GREENVILLE, Miss. (WJTV) – We lose track of our heroes over time. For instance, the headstone of Holt Collier is located in Greenville. He was born a slave in 1846 and killed his first bear by the time he was 10 years old. The older generations of Greenville knew him well. But by the time we came along, I never heard him mentioned.
Much later when I was doing a story about President Teddy Roosevelt’s 1902 Delta bear hunt, I ran across Holt Collier.
Roosevelt wanted to bag a Delta bear. So, several influential politicians and local dignitaries arranged for the guests and the president to meet on Smeed’s Plantation on a November day in 1902. The land no longer even vaguely resembles the hard wood jungle the Delta was a century ago, especially where the hunt was to take place between the Big and Little Sunflower Rivers in Sharkey County.
Now, Holt Collier was the best hunting guide in the Delta. So, he and some of his friends were hired to clear the way in and set up camp for and find a bear for the president to shoot.
Well, Holt Collier found the bear, but the president had grown impatient and left the hunting stand. So when Collier drove the bear within easy shooting range, there was no one there to shoot it. He lassoed the bear until someone could go get the president.
And when Roosevelt saw the tied-up bear, he refused to kill it. Cartoonist Clifford Berryman for the Washington Post drew a cartoon of the event and toy-makers started calling their stuffed bears “Teddy Bears.”

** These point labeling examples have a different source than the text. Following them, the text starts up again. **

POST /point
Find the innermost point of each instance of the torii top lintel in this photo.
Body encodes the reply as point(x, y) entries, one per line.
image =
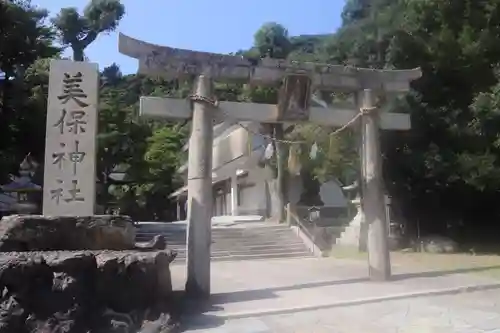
point(170, 63)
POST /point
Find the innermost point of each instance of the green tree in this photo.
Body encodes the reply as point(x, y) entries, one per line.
point(79, 31)
point(24, 38)
point(272, 41)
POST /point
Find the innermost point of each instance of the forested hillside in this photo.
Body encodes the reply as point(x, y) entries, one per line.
point(443, 174)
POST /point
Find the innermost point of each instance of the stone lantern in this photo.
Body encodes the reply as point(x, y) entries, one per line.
point(18, 195)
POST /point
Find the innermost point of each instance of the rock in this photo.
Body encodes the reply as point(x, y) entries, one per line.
point(157, 243)
point(45, 233)
point(82, 291)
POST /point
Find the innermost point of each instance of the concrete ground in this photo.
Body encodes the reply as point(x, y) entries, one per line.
point(328, 295)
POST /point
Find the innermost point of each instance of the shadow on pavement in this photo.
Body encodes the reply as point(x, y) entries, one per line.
point(197, 318)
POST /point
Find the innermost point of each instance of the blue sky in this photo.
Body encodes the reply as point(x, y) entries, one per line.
point(221, 26)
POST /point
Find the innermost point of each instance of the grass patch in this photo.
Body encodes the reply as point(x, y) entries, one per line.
point(430, 261)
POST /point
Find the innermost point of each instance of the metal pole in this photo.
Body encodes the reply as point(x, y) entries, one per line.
point(373, 195)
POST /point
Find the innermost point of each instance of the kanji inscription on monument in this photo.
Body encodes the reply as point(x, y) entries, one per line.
point(70, 147)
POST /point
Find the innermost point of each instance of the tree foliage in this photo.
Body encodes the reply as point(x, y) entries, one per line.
point(79, 30)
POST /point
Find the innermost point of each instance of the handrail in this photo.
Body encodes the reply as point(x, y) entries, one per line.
point(298, 222)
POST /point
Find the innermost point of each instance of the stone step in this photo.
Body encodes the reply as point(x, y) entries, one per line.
point(232, 243)
point(243, 241)
point(225, 233)
point(181, 257)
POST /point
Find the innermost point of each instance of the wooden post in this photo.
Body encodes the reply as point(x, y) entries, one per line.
point(373, 195)
point(199, 215)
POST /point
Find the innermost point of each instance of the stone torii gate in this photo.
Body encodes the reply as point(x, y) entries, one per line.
point(296, 81)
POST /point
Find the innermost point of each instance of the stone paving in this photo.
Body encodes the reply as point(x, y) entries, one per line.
point(327, 295)
point(466, 313)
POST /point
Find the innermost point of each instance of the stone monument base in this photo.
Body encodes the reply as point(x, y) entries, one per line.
point(355, 234)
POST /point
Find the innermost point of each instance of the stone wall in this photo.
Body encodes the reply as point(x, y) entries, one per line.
point(64, 274)
point(36, 232)
point(84, 291)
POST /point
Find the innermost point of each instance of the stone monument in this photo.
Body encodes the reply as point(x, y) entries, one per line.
point(70, 148)
point(18, 194)
point(297, 80)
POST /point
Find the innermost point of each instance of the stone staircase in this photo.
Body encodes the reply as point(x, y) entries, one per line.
point(243, 241)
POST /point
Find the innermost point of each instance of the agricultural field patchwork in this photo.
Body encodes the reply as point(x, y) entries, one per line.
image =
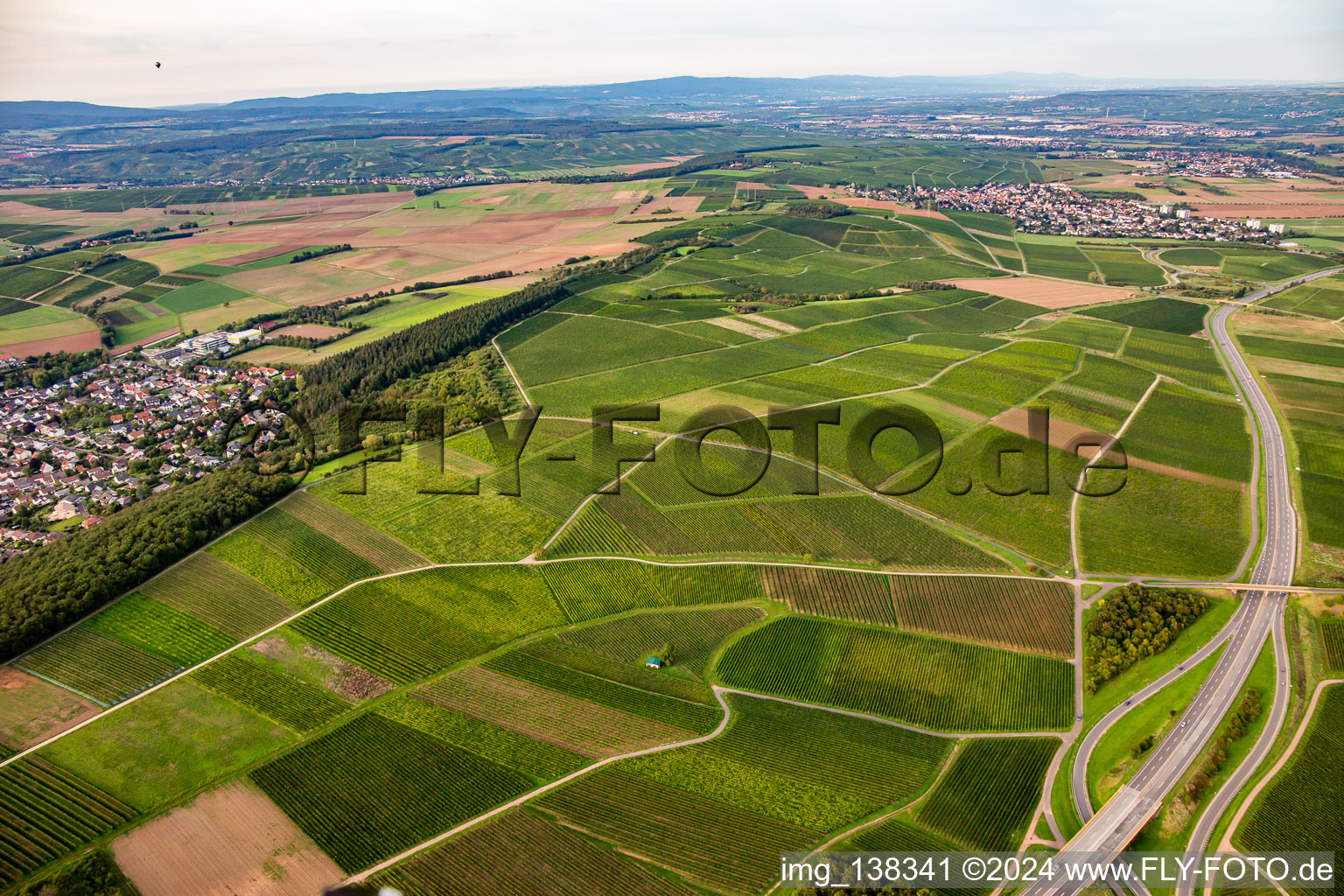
point(760, 655)
point(937, 684)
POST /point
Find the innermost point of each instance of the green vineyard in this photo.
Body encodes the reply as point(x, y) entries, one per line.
point(374, 788)
point(990, 795)
point(46, 813)
point(913, 679)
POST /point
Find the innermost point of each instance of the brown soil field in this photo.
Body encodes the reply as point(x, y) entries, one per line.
point(1060, 434)
point(773, 324)
point(231, 841)
point(742, 326)
point(32, 710)
point(77, 343)
point(679, 206)
point(597, 211)
point(305, 284)
point(388, 262)
point(122, 349)
point(640, 165)
point(1289, 326)
point(256, 256)
point(310, 331)
point(567, 722)
point(1046, 293)
point(1270, 210)
point(1298, 368)
point(484, 200)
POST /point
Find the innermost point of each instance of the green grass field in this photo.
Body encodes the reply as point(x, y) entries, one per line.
point(940, 684)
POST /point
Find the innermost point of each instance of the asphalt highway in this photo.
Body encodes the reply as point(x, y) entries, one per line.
point(1109, 830)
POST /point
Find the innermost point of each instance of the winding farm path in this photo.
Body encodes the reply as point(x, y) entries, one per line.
point(719, 692)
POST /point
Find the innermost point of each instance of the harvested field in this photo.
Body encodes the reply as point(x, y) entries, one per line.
point(546, 715)
point(1046, 293)
point(231, 841)
point(769, 321)
point(1060, 433)
point(32, 710)
point(258, 254)
point(75, 343)
point(739, 326)
point(310, 331)
point(854, 202)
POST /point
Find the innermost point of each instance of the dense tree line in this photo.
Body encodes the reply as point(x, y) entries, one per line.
point(54, 367)
point(368, 369)
point(1135, 624)
point(817, 208)
point(318, 253)
point(62, 582)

Now for a long time, I thought the credit for the “Teddy Bear” was Roosevelt’s for refusing to shoot the bear. But you think about it, the credit really belongs to Holt Collier for lassoing the bear to begin with.
So, thank you, Holt Collier, for making our childhoods better, even if you didn’t know that’s what you were really doing the day you tied up the bear.
Minor Buchanan wrote the definitive book about Holt Collier. It’s a good read about a Delta hero who got lost in time but has come back and hopefully won’t get lost again.